Do you have what you need to put together the pieces of a data breach? If you’re prepared enough to catch a breach in action, do you know how to find and stop it?
Database breaches, like regular crime, don’t give you a trail to the culprit. And with 4 of 5 breaches coming from inside your organization, you’re not going to find the offender without help.
Fortunately, to adapt to new security landscape—including the growing threat of insider breaches—as well as stringent regulatory standards—like those for the Payment Card Industry (PCI)—you have access to powerful tools for Data Breach Forensics.
Data Breach Forensics, also known by its primary method, File Integrity Monitoring, works by providing an audit trail for changes made to your IBM i data, typically the most sensitive in the enterprise.
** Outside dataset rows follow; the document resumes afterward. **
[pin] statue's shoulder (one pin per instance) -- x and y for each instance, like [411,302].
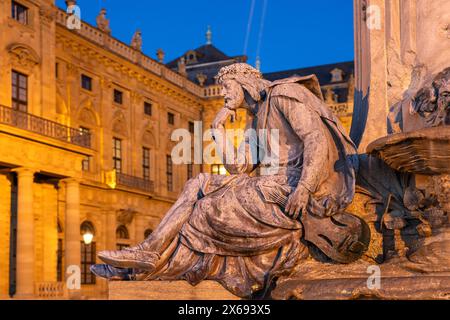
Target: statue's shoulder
[296,87]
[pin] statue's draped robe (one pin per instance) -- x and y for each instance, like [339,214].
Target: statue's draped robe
[238,233]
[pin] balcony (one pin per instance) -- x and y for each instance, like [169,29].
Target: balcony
[51,290]
[45,127]
[135,183]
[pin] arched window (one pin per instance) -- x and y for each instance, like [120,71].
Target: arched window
[123,237]
[88,252]
[147,233]
[122,233]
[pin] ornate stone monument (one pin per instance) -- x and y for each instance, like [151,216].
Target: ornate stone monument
[321,220]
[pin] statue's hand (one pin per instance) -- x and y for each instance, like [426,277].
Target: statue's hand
[221,118]
[297,202]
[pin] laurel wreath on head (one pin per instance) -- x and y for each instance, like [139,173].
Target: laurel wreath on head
[237,70]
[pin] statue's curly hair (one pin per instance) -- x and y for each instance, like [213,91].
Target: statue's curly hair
[237,70]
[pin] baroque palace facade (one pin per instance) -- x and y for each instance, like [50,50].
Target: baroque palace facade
[85,142]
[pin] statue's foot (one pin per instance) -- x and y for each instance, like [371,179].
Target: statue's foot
[131,258]
[110,273]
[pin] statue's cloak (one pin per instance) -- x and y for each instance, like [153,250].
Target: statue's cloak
[235,235]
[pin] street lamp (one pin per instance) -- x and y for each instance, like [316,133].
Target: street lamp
[88,237]
[87,232]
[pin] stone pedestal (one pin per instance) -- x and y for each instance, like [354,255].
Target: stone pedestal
[72,228]
[168,290]
[25,234]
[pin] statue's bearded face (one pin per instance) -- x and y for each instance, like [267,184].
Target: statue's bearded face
[444,100]
[233,94]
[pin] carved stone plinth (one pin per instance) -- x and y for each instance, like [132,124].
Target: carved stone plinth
[397,281]
[392,288]
[424,151]
[168,290]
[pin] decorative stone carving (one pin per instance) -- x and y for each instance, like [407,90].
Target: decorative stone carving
[119,124]
[47,14]
[136,41]
[148,139]
[201,78]
[160,55]
[428,107]
[103,22]
[23,56]
[125,216]
[212,204]
[433,102]
[182,67]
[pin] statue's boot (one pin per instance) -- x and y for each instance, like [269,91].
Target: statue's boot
[110,273]
[135,257]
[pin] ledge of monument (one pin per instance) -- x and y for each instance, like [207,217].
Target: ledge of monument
[167,290]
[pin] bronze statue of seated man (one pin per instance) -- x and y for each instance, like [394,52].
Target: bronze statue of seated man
[246,229]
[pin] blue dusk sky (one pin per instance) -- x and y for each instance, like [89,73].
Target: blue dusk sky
[287,34]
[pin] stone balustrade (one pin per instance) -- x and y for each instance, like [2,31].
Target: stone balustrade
[50,290]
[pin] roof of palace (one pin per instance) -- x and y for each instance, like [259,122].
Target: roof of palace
[208,61]
[324,74]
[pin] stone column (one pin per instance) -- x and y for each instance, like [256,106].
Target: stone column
[25,234]
[139,227]
[72,227]
[110,229]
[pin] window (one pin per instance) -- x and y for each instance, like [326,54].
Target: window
[87,260]
[19,12]
[218,169]
[147,233]
[146,163]
[148,108]
[169,172]
[171,118]
[117,155]
[118,96]
[190,168]
[88,254]
[59,265]
[85,135]
[86,82]
[86,164]
[191,127]
[122,234]
[19,91]
[60,254]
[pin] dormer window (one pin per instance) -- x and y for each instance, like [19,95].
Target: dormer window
[337,75]
[19,12]
[191,57]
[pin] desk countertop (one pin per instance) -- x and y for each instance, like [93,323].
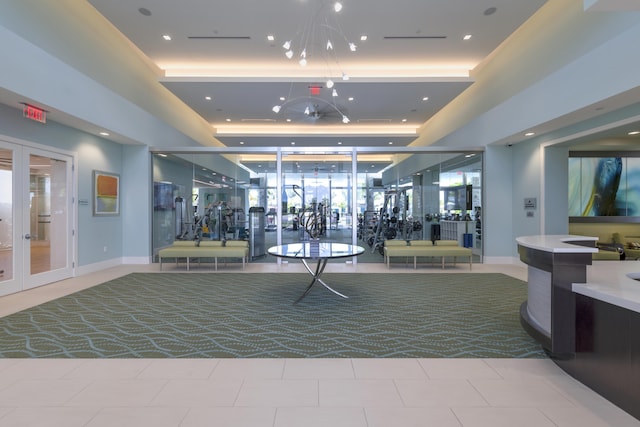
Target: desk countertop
[557,243]
[613,282]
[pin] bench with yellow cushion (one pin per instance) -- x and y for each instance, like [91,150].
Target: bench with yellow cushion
[425,248]
[206,249]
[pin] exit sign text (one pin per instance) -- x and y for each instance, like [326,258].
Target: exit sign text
[34,113]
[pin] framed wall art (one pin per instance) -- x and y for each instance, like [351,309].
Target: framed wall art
[106,193]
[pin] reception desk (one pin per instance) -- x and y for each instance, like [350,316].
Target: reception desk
[554,263]
[600,343]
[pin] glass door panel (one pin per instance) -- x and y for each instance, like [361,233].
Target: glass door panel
[48,239]
[316,197]
[7,252]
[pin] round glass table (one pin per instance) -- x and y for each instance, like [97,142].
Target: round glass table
[320,251]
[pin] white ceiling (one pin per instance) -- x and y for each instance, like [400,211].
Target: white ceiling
[414,50]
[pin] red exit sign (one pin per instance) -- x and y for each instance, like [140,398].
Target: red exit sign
[34,113]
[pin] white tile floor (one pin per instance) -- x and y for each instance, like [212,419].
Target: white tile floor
[290,392]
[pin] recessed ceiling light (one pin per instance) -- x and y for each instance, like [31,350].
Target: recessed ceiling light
[490,11]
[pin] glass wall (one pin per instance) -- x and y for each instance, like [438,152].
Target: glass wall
[253,196]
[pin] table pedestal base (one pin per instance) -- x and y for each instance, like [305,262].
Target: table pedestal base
[322,263]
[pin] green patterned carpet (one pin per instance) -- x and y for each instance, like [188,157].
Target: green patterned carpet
[192,315]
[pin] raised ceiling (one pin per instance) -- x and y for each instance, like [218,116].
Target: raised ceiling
[413,63]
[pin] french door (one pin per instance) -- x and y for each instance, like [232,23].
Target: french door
[36,217]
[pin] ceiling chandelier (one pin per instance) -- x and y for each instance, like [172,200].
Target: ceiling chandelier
[316,41]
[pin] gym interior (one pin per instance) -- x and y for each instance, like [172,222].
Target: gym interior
[360,198]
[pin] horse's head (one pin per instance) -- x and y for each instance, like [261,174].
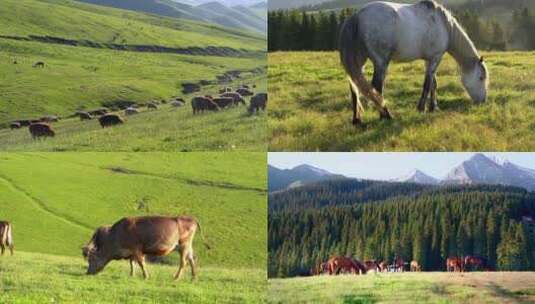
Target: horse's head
[475,79]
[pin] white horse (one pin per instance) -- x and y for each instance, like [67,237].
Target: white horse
[384,31]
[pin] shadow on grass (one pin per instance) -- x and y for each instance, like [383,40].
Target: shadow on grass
[359,299]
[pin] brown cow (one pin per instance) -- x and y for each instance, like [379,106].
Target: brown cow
[134,237]
[415,266]
[258,102]
[41,129]
[244,92]
[238,99]
[372,265]
[223,102]
[109,120]
[202,103]
[6,237]
[454,264]
[14,125]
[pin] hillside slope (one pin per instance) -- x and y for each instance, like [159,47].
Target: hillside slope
[73,193]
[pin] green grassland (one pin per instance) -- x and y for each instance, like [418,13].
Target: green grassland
[78,77]
[56,200]
[431,287]
[310,107]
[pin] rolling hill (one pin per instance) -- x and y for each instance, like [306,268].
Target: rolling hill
[232,16]
[55,209]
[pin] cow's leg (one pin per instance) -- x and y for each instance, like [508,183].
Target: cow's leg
[141,262]
[192,263]
[132,267]
[183,259]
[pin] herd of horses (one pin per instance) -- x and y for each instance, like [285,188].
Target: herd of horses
[347,265]
[42,127]
[132,239]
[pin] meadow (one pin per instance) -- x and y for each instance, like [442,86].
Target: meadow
[310,107]
[426,287]
[55,209]
[83,77]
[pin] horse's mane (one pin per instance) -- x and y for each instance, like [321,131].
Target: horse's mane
[461,47]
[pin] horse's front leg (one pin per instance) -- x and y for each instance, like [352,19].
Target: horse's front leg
[429,83]
[433,105]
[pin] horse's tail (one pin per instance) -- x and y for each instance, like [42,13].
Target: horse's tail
[202,236]
[349,42]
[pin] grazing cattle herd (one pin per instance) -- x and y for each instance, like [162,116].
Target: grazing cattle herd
[347,265]
[133,238]
[42,127]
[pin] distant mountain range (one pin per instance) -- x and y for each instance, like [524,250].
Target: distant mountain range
[242,14]
[479,169]
[280,179]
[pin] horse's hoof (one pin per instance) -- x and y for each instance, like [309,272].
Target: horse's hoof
[385,114]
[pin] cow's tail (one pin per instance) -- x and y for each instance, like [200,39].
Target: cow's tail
[202,236]
[9,237]
[349,42]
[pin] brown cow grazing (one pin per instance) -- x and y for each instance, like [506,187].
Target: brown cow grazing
[14,125]
[472,263]
[6,237]
[131,111]
[203,103]
[372,265]
[258,102]
[244,92]
[84,115]
[109,120]
[415,266]
[238,99]
[223,102]
[454,264]
[134,237]
[41,129]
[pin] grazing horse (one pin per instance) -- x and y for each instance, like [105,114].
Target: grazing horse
[384,31]
[383,266]
[399,264]
[454,264]
[372,265]
[340,264]
[415,266]
[475,263]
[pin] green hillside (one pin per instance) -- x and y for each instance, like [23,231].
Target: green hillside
[67,195]
[161,55]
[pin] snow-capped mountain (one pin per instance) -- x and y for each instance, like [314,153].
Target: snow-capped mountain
[481,169]
[418,177]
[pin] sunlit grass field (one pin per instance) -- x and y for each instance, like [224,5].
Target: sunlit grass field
[310,107]
[55,201]
[428,287]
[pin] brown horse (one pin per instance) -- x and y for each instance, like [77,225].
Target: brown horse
[415,266]
[475,263]
[383,266]
[454,264]
[399,264]
[340,264]
[372,265]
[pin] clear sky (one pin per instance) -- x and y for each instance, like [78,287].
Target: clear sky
[386,166]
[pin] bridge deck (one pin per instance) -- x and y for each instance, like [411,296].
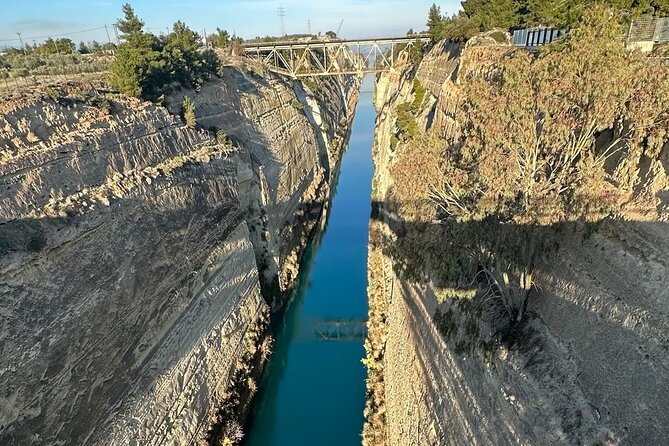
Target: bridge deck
[295,45]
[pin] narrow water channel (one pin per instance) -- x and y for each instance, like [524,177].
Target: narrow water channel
[313,389]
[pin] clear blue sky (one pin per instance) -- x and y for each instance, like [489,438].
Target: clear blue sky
[248,18]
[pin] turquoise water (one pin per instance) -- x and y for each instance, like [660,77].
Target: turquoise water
[313,390]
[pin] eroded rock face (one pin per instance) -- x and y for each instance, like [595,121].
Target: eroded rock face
[129,254]
[589,367]
[290,141]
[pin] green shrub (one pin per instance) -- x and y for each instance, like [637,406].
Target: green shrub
[188,112]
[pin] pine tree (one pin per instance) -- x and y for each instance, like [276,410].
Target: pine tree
[131,25]
[434,23]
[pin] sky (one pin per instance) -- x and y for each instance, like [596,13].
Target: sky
[84,20]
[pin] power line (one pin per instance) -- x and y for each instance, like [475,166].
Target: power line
[55,35]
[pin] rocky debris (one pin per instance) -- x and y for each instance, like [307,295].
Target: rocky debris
[589,366]
[135,252]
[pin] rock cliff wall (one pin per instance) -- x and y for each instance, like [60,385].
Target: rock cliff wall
[135,252]
[590,366]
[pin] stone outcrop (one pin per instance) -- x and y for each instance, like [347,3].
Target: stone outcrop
[135,252]
[589,367]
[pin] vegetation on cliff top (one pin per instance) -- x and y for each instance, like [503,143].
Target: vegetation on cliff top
[483,15]
[543,140]
[146,63]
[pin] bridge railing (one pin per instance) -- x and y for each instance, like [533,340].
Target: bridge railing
[331,57]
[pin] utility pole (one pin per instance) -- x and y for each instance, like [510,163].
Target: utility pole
[118,41]
[23,48]
[282,13]
[107,31]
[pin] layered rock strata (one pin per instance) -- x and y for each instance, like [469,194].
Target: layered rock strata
[135,252]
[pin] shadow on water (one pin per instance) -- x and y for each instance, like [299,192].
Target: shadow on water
[312,391]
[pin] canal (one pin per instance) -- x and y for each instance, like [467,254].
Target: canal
[313,389]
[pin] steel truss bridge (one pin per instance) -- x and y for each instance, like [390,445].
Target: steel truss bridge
[331,57]
[341,329]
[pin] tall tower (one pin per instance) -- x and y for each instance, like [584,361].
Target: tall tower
[282,13]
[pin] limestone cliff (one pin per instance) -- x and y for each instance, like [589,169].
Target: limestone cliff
[135,252]
[590,366]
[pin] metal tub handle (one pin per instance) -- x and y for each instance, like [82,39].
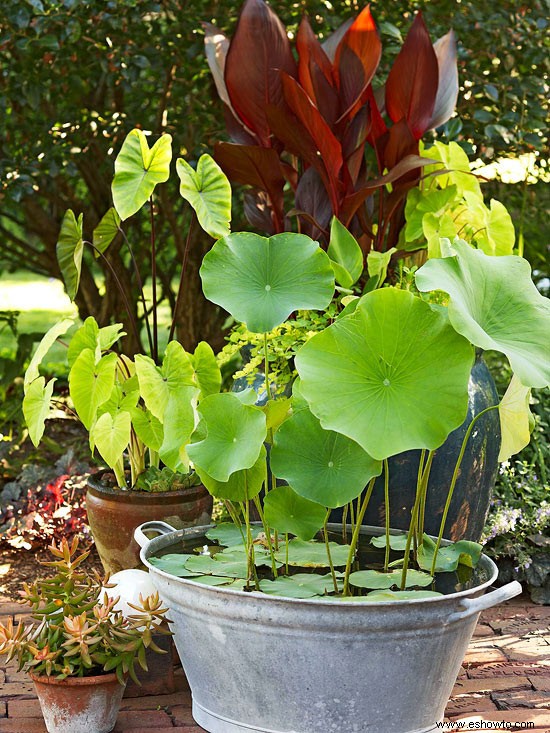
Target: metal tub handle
[472,606]
[155,526]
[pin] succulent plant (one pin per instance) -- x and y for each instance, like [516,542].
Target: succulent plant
[78,631]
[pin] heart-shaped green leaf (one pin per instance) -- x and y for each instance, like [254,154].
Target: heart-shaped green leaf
[234,438]
[91,383]
[515,419]
[381,581]
[36,407]
[138,169]
[209,193]
[69,250]
[43,347]
[289,513]
[111,436]
[392,376]
[261,281]
[312,554]
[345,253]
[320,465]
[495,304]
[147,427]
[106,231]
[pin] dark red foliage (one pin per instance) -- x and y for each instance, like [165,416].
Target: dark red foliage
[311,123]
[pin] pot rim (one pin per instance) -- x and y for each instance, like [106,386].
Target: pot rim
[94,483]
[220,591]
[44,679]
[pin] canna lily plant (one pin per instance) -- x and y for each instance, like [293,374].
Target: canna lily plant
[139,411]
[318,121]
[390,374]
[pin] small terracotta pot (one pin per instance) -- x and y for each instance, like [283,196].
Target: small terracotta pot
[114,514]
[79,704]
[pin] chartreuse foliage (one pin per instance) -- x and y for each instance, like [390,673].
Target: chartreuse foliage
[387,376]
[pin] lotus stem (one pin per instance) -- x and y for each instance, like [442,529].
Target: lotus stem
[387,513]
[327,545]
[454,480]
[356,532]
[414,519]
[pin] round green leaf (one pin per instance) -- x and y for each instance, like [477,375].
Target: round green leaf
[261,281]
[320,465]
[392,376]
[495,304]
[234,438]
[242,485]
[111,436]
[381,581]
[209,193]
[289,513]
[312,554]
[69,250]
[138,169]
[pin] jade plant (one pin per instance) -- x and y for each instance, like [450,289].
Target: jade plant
[390,374]
[140,411]
[76,630]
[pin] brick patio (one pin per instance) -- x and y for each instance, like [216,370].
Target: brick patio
[505,677]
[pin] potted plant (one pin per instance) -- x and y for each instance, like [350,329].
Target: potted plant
[139,410]
[81,651]
[286,600]
[325,145]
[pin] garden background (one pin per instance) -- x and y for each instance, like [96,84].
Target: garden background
[76,77]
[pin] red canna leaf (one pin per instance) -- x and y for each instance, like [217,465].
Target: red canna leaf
[352,202]
[447,88]
[356,60]
[258,53]
[327,147]
[411,87]
[330,46]
[315,72]
[254,166]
In summary, it requires that you know
- Which user initiated a change (and whether it was authorized)
- With what application or function they made it
- When they made the change
- The value before and after the change
There are two main ways, each with its particular strengths, to get visibility to this information.
Baseline Comparison, which checks your database on intervals against an archived baseline, is a thorough, low CPU-using source for determining changes. It, however, does not catch changes that are made if the original setting is restored before the comparison.
Real-Time Monitoring offers complete, real-time coverage of a database with corresponding alerts. Unfortunately, the power comes at the expense of system performance.
The right answer is a mixed solution of security tools that gives you flexibility to implement based on your system.
Data Thread – Monitors in real time for unauthorized activities—including field-level changes made through low-level utilities and instant notification when highly sensitive data is viewed. It combines monitoring with real-time email alerts, eSignatures, and powerful filtering that ensures no change passes unnoticed and virtually eliminates false positives.
Compliance Monitor – Provides visibility to hundreds of IBM i configuration settings. A highly scalable and audit reporting solution, forensic reports over event-based audit journal entries are complemented by its impressive baseline validation functions for system values.
Network Security – Provides auditing and access control for non-traditional interfaces. Permissive object-level security renders IBM i audit controls useless when access comes from client applications like FTP, ODBC, and remote command.
Interact – With visibility to audit entries and requests logged by Network Security, Interact facilitates real-time notification to an enterprise syslog or messaging solution. Preventing data deluge, Interact’s filtering capabilities ensure that only important events are escalated.
The most essential part of any forensics program, though, is the willingness of an administrator to put one in place. Currently, many are resting on the security reputation of their OS. That IBM i is based on configuration settings, not files, means little if a system is not guarded against threats from rogue users, open doors, and any number of threats that could be passing through your system as you read this.